Когда мама возвращалась, мы с ней подолгу рассматривали снимки. В них было что-то особенное. Мир на них был другим. Он находился рядом, он мне «махал и кричал», звал к себе, этот другой мир хотел и стремился мне открыться, а я его не замечал. Мама фотографировала мой школьный двор, но в ее интерпретации я его узнавал не сразу. Она снимала, как я катался на роликах, как ел мороженое, как заснул в кресле. На фотографии из обивки кресла очень смешно торчали нитки. У меня был вихор, и на снимке волосы торчали. Торчали точно так же, как нитки из обивки кресла. Вооружившись фотографией, я пошел исследовать кресло. Искал-искал, но не мог найти торчащие нитки. В комнате стало темнеть. Я включил стоявшую за креслом лампу и увидел! Волшебно торчащие нитки. Точно такие, как на фотокарточке. Погладил их. Кресло стало для меня живым. Родным. У нас совершенно одинаково торчали волосы-нитки.
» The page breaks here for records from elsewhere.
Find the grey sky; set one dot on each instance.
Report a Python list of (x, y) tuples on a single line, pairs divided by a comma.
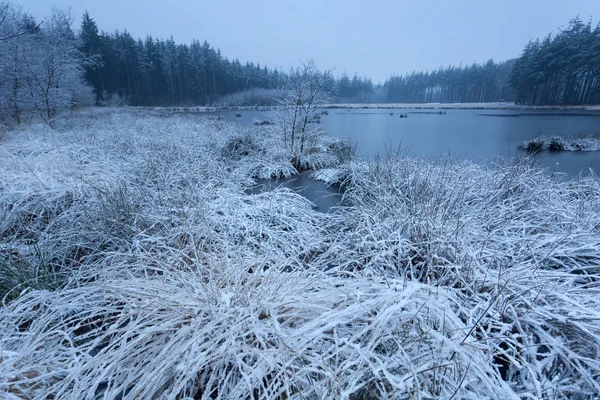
[(375, 38)]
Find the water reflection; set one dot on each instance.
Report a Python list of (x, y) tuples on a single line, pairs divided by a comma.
[(325, 198)]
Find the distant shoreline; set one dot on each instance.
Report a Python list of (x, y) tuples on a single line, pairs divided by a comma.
[(384, 106), (462, 106)]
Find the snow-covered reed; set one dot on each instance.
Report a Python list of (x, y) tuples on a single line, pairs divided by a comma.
[(558, 143), (140, 268)]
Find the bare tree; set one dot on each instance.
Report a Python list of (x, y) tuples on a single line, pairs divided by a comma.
[(41, 69), (55, 68), (299, 101)]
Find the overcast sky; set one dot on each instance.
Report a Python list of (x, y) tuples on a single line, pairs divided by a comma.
[(374, 38)]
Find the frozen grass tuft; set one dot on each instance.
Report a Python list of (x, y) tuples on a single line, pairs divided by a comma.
[(135, 265)]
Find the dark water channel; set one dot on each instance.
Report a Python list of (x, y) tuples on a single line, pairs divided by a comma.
[(481, 136)]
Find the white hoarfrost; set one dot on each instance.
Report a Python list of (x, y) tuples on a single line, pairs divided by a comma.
[(135, 265)]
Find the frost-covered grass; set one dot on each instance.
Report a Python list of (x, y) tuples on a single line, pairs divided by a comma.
[(145, 271), (558, 143)]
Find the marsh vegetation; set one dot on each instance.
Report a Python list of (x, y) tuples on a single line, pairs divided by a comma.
[(135, 263)]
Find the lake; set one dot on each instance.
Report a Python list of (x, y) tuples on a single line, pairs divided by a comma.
[(477, 135)]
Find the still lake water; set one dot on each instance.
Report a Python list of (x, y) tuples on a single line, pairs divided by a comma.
[(477, 135)]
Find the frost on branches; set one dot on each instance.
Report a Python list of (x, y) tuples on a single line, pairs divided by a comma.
[(134, 265)]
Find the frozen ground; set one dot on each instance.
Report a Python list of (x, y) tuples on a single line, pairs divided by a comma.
[(134, 264)]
Папа не смотрел с нами фотографии. Он будто боялся что-то увидеть на снимках, которые делала мама. Отец забирал их, уходил к себе в кабинет и там, в одиночестве, рассматривал. Выходил из кабинета успокоенным, говорил, что хорошие вышли фотки. А когда мама уходила колдовать над следующей пленкой, папа снова начинал нервничать. Делал вид, что читает книгу, а сам смотрел в одну точку и не перелистывал страницы. Ни разу он не перевернул страницу до того момента, пока мама не показывалась на пороге комнаты с пачкой глянцевых карточек.
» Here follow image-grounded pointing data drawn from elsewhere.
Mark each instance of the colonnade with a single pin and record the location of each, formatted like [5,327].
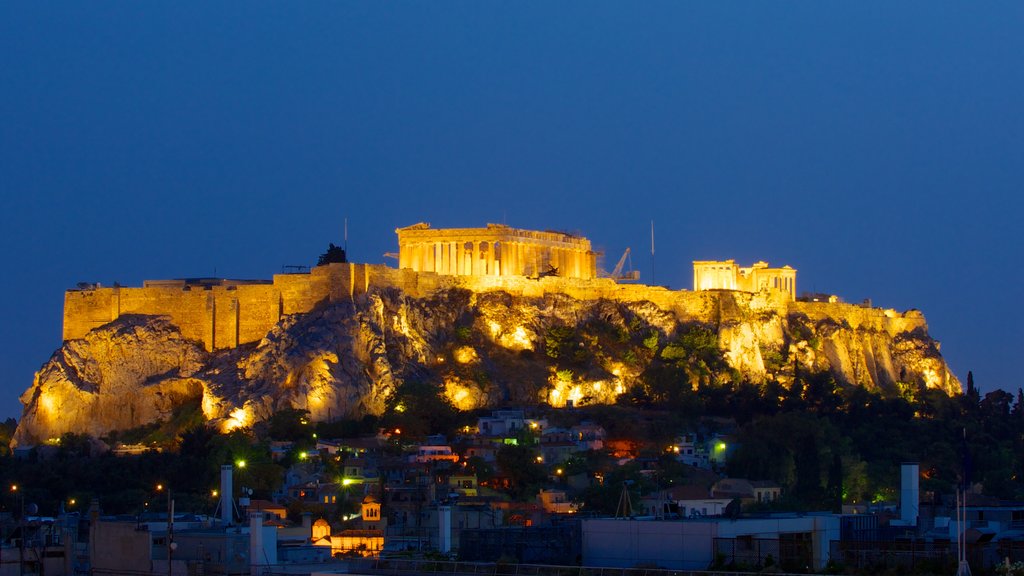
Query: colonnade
[713,275]
[506,257]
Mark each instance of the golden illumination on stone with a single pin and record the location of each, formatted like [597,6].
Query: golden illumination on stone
[465,355]
[725,275]
[497,250]
[464,396]
[239,418]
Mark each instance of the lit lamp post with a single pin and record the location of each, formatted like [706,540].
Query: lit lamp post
[20,525]
[171,544]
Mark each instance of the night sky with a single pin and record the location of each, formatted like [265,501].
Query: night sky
[876,147]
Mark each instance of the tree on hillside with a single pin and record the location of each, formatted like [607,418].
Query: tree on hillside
[334,254]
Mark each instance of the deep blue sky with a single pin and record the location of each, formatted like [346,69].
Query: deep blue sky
[877,147]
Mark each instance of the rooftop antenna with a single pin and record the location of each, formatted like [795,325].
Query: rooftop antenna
[652,252]
[963,568]
[625,507]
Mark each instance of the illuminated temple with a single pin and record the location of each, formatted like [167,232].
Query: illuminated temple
[725,275]
[495,250]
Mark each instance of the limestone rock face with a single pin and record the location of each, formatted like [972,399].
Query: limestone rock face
[128,373]
[347,358]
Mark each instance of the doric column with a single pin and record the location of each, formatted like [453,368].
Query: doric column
[402,255]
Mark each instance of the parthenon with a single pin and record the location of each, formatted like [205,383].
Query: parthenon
[715,275]
[495,250]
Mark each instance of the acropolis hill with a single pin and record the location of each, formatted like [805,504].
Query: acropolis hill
[467,309]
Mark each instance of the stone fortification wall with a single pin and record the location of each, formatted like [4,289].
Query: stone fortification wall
[858,317]
[226,316]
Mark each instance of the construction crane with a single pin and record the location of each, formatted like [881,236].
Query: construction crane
[617,275]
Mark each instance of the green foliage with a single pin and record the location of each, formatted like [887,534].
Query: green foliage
[334,254]
[519,464]
[651,340]
[419,408]
[558,341]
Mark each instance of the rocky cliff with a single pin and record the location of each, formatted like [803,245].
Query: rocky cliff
[481,348]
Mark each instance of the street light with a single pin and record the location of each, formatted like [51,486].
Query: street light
[171,544]
[20,525]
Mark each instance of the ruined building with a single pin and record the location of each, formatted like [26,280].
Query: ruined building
[717,275]
[496,250]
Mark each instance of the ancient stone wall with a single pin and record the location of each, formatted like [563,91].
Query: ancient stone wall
[226,316]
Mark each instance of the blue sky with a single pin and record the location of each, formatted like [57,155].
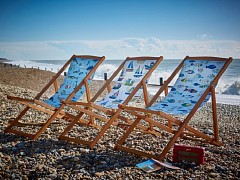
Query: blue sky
[56,29]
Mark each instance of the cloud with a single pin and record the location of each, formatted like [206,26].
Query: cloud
[119,49]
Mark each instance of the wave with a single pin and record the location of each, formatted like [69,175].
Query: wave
[233,89]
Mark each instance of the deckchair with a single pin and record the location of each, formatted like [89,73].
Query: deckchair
[194,86]
[130,85]
[75,84]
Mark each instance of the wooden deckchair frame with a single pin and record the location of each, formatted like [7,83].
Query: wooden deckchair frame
[115,114]
[183,125]
[35,103]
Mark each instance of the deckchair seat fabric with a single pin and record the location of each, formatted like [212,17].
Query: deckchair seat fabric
[194,78]
[131,75]
[77,71]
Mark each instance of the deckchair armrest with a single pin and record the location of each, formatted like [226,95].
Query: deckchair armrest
[55,84]
[19,99]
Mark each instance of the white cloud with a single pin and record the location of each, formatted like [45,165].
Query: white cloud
[119,49]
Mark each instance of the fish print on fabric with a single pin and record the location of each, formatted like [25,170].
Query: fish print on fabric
[194,78]
[132,73]
[77,71]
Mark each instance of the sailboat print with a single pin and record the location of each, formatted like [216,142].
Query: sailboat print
[121,76]
[149,66]
[114,95]
[129,82]
[138,72]
[130,67]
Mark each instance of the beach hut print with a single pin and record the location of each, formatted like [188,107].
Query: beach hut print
[117,86]
[130,67]
[138,72]
[130,90]
[121,76]
[129,82]
[114,96]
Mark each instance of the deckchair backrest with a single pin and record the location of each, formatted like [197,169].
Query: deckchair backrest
[194,79]
[78,70]
[132,73]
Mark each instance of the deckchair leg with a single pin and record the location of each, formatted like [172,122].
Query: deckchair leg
[49,121]
[70,126]
[214,108]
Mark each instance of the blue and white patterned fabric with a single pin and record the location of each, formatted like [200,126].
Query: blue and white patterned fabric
[194,78]
[132,73]
[77,71]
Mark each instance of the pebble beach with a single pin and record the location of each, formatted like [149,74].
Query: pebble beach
[50,158]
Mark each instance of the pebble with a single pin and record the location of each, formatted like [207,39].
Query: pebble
[49,158]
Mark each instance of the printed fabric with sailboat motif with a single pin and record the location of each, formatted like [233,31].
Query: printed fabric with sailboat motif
[77,71]
[132,73]
[194,78]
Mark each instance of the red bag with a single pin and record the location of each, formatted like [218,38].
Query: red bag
[188,153]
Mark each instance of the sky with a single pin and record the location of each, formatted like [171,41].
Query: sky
[56,29]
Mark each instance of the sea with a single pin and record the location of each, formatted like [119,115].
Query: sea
[227,90]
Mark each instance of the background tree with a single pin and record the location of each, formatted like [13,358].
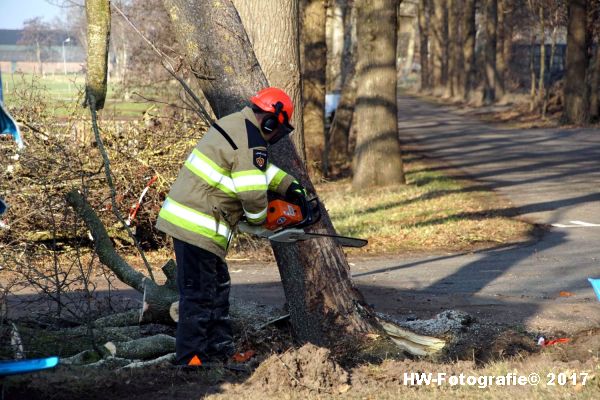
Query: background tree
[314,60]
[276,45]
[424,23]
[576,91]
[324,305]
[377,159]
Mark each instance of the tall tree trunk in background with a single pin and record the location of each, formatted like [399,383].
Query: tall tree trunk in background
[542,75]
[453,46]
[469,32]
[324,305]
[338,154]
[377,158]
[281,62]
[98,33]
[551,64]
[491,20]
[335,44]
[424,23]
[314,50]
[509,23]
[500,41]
[576,93]
[439,54]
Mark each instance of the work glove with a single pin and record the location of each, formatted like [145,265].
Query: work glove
[296,193]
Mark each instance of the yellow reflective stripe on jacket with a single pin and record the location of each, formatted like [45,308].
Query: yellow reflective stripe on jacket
[195,221]
[256,217]
[244,181]
[210,172]
[274,176]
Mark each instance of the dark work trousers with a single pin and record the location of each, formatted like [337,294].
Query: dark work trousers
[204,328]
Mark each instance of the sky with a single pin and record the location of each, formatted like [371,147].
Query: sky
[14,12]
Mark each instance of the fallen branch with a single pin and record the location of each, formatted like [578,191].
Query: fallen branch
[144,348]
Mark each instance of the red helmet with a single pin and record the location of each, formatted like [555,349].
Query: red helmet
[267,99]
Я опять начал скакать. Мыслями. А в три года я скакал в буквальном смысле. Везде. Даже в ресторане мы с мамой не сидели чинно за столиком. Сидеть за пустым столиком нам было скучно, и мы шли танцевать.
Почему-то помню, как мама попросила поставить принесенную с собой кассету кубинской музыки, и мы с мамой вдвоем танцевали сальсу. Люди, которые были в ресторане, смотрели на нас с удивлением. Это я сейчас понимаю, почему они перестали есть и уставились на нас. А тогда мы с мамой ничего не замечали, мы «гостили на Кубе», и нам было очень весело. Мама в джинсах и на высоких каблуках. Я старался соответствовать ей в танце. Мама смеялась, и я понимал, что у меня всё получается прекрасно. Я – король сальсы. Мужчины в галстуках нам хлопали. Папа тоже нам хлопал. Он уже сидел за нашим столиком. Мы вернулись к бульону и котлетам с видом триумфаторов.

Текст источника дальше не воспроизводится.